Moreover, developing state and
district policies to promote coherence is in its infancy. Many traditional
school district leaders still follow the dubious approach of heavy reliance on
test-based accountability by top-down pressure, are hampered by bureaucratic
inertia and politics, adopt single-shot strategies, or are not willing to shift
management philosophy and organization to a more balanced approach. Many
charters follow a simplistic model of instruction, philosophy, or management
which relies on churning through lower-paid new teachers and neglects long-term
team-building. Some are under the control of martinets, or have terrible
working conditions for staff and suffer extremely high attrition rates and low
morale.
To their credit some CMO’s and
individual charters have identified deficiencies, shallow learning, or
excessive attention to test prep and have undertaken corrective action. For
example, some have recognized the problems of a harsh “no excuse” approach and
became more supportive of students and staff; others such as the Kipp
organization have found problems of performance by their graduates in college
and revamped their programs.
For an excellent example of what
needs to happen at schools and districts or CMO’s) with supportive state
policies see Paul Cobb et al.’s book, Systems for Instructional Improvement.
This book is a must read for what it actually takes to improve instruction at
the school and district level and where things go wrong. It also includes the
latest research on these issues and suggests further avenues of investigation.

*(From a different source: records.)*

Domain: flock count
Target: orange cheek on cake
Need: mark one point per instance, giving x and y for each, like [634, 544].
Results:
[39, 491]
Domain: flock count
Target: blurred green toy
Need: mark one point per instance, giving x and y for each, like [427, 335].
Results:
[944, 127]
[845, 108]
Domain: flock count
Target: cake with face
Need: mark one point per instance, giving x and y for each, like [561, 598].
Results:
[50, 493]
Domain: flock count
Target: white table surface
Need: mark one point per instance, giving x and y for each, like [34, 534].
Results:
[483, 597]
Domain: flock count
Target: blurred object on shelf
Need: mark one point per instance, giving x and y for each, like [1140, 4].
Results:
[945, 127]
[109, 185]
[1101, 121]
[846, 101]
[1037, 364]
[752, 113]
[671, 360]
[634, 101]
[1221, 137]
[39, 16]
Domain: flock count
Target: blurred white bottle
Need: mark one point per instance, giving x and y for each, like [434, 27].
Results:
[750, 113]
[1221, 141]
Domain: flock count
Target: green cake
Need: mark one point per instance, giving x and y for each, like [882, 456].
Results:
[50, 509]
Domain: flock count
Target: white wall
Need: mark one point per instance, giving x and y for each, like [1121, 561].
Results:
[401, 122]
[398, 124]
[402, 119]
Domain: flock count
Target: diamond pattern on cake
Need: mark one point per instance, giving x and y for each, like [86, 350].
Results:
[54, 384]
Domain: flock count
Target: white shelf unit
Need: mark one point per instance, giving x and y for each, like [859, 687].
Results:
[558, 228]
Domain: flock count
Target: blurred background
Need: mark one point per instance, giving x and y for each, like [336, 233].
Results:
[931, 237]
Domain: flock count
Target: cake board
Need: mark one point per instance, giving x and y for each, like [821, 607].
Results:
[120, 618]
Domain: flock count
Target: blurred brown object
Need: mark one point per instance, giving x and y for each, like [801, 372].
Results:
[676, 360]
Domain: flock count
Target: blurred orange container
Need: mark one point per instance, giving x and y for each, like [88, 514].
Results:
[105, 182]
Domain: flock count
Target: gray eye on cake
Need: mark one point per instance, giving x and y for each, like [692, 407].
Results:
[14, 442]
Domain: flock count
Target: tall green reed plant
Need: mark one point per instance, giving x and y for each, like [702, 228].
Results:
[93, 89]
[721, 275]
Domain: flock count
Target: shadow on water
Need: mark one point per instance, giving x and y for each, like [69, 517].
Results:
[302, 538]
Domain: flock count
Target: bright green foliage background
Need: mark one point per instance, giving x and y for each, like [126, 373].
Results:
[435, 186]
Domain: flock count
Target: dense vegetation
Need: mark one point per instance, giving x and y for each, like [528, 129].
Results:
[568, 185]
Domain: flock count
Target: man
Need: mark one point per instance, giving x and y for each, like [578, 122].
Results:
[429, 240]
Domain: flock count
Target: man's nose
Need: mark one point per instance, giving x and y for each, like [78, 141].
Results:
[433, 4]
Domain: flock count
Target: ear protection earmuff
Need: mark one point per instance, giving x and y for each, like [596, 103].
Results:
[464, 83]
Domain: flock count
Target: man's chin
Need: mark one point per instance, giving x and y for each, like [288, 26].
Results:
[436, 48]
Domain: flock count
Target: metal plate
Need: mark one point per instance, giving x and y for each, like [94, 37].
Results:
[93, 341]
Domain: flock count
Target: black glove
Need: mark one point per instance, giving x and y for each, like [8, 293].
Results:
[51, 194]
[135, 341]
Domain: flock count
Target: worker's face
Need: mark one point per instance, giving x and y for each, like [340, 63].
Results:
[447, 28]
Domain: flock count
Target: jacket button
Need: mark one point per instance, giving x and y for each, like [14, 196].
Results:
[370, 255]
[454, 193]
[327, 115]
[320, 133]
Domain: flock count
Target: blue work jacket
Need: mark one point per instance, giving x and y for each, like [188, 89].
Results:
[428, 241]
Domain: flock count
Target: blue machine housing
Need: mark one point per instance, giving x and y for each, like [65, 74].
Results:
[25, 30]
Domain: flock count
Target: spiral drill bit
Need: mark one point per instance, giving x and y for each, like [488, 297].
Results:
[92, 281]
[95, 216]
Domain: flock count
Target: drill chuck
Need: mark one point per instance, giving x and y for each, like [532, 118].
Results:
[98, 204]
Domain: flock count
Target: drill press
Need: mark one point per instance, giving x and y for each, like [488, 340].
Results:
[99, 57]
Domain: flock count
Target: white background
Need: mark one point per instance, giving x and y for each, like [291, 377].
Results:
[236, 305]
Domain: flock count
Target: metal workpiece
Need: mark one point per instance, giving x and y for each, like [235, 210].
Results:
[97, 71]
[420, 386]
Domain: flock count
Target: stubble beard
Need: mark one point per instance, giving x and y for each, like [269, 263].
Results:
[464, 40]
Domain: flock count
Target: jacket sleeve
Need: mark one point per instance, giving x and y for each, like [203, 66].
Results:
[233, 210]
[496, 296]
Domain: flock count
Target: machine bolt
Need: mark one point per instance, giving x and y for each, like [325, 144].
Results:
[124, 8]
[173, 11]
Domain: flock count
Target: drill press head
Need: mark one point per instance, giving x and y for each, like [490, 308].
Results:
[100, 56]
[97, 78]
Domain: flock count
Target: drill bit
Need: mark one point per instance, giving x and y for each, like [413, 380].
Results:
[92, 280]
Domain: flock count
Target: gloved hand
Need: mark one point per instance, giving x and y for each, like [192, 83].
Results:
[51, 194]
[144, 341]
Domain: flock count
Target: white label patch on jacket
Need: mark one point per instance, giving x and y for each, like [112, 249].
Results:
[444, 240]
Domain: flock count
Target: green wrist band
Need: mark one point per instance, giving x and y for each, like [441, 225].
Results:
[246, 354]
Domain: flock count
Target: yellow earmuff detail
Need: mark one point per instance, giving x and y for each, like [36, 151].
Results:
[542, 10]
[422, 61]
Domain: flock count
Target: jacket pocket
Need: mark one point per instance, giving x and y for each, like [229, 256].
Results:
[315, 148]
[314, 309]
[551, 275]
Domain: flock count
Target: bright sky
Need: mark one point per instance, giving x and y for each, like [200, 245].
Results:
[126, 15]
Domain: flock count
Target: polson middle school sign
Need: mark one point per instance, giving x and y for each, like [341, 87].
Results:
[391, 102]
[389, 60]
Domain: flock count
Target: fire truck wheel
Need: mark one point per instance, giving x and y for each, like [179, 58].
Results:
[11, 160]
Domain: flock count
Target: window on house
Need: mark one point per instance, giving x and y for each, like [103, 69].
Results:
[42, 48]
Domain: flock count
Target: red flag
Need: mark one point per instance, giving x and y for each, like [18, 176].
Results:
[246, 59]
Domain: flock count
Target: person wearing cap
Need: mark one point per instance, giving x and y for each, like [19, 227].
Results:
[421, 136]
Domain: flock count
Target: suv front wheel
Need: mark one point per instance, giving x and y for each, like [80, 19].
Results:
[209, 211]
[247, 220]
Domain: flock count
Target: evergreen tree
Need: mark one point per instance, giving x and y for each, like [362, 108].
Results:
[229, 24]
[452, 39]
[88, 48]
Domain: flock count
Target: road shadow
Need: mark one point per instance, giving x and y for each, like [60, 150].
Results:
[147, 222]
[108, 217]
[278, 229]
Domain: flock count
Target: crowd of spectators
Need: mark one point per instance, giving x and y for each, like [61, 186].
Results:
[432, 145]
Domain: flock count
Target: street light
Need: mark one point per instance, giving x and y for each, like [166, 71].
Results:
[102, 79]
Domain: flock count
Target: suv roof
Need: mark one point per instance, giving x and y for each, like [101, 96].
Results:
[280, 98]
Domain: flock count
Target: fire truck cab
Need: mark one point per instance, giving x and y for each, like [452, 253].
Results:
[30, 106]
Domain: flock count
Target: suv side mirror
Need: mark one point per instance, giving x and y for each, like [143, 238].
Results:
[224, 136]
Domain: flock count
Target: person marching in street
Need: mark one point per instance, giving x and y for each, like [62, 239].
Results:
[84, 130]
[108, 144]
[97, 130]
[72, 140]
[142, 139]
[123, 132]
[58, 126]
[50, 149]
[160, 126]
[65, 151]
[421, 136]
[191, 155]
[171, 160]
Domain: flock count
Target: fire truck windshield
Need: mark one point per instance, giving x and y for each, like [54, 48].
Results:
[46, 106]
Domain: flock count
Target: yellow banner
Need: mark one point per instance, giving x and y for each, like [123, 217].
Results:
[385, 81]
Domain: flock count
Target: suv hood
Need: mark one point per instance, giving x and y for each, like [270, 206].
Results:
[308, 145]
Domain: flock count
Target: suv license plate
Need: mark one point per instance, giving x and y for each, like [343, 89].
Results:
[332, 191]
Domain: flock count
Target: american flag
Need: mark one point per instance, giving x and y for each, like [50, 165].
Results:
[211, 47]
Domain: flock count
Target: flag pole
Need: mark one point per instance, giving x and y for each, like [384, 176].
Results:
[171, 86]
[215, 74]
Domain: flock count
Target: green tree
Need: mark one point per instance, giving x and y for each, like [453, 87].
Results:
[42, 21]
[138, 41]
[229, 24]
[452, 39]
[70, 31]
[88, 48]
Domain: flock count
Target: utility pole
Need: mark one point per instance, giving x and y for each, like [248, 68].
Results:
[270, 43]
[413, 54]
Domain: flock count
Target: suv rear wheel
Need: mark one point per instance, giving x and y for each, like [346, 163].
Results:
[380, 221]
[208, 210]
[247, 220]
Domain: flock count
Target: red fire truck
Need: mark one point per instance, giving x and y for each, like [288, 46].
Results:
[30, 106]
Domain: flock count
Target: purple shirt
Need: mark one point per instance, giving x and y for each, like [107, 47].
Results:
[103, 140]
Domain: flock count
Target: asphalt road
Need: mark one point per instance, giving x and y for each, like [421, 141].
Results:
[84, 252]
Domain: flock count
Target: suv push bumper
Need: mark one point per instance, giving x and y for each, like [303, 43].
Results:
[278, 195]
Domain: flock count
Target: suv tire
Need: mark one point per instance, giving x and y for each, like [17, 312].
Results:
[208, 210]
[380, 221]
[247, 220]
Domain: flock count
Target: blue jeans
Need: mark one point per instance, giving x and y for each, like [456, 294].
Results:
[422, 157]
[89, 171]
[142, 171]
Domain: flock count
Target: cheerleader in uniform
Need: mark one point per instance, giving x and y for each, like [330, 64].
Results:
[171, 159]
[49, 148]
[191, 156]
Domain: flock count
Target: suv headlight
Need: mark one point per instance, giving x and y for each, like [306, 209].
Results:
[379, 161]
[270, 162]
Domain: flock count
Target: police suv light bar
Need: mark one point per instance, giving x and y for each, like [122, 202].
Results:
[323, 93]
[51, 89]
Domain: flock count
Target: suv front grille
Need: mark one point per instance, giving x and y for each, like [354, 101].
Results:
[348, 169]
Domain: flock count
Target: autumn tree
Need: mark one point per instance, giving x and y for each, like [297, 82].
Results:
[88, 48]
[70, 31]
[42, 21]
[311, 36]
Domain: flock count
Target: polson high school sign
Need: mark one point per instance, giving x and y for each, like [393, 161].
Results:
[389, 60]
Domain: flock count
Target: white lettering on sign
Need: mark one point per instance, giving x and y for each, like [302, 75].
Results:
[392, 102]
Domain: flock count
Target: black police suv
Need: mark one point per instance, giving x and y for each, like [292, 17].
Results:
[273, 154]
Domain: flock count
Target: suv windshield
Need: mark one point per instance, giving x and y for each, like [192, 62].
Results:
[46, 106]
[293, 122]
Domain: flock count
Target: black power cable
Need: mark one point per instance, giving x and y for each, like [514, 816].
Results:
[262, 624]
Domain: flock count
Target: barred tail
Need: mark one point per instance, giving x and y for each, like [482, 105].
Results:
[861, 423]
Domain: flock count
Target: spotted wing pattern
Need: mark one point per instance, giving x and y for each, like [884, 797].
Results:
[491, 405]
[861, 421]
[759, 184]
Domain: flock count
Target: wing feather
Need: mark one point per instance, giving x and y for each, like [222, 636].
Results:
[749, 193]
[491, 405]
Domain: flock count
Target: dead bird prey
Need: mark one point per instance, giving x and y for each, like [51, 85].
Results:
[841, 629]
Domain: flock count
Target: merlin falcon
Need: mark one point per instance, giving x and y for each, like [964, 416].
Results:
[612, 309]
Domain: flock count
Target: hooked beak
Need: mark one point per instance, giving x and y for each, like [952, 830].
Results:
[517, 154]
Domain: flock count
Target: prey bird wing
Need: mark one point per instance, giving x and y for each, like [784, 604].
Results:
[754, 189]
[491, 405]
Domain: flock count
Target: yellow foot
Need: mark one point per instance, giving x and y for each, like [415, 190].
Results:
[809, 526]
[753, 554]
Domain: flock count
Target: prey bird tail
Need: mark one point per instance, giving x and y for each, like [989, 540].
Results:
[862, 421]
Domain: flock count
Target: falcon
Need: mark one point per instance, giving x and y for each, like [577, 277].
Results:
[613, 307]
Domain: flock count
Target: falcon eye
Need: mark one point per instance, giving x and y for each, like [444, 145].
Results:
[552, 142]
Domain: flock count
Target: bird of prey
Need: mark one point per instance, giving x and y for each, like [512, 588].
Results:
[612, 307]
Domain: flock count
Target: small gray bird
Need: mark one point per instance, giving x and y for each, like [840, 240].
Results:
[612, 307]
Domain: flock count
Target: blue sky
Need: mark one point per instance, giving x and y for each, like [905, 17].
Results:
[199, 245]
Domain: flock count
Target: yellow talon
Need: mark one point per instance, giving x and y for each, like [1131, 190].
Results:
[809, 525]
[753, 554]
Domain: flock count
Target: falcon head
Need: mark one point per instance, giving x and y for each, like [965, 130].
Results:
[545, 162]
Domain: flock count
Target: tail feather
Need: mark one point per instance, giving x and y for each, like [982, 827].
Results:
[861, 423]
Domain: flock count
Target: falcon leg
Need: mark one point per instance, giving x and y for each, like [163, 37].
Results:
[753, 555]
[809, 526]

Even though the context is middle grade math using a more constructivist math
program, the lessons learned apply to any proposed strategy for improvement or
use of materials. Cobb’s conclusions are supported by findings from a large
number of improvement initiatives such as the Math in Common folks (a large,
foundation funded math improvement effort in California) and many of our most
insightful researchers.
THOUGHTS ON CHARTERS
There still seems to be a strong
commitment by reformers to charters as a major and necessary component of
improvement efforts. There are some excellent charters (my favorites in
California are the Aspire network and High Tech High). Charters should be an
important element in school improvement efforts—as centers of energy for
ambitious practitioners, as lighthouses for innovation, and as providing
parents with more choices. Yet, they are not a panacea capable of
single-handedly improving or replacing traditional public school and often
become the exclusive recipient of reform fervor to the detriment of other
essential strategies. On the whole they do no better than traditional public
schools and even when some subset performs better, the effect size is
minuscule.
I appreciate the statements by some
of you supporting stronger accountability for charters—transparency,
prohibitions against self-dealing, and even eliminating for-profits as is
evident in Marshall Tuck’s (a reform candidate for California State
Superintendent) platform. A steady stream of embezzlement and self-enrichment
stories cannot be good for the charter movement.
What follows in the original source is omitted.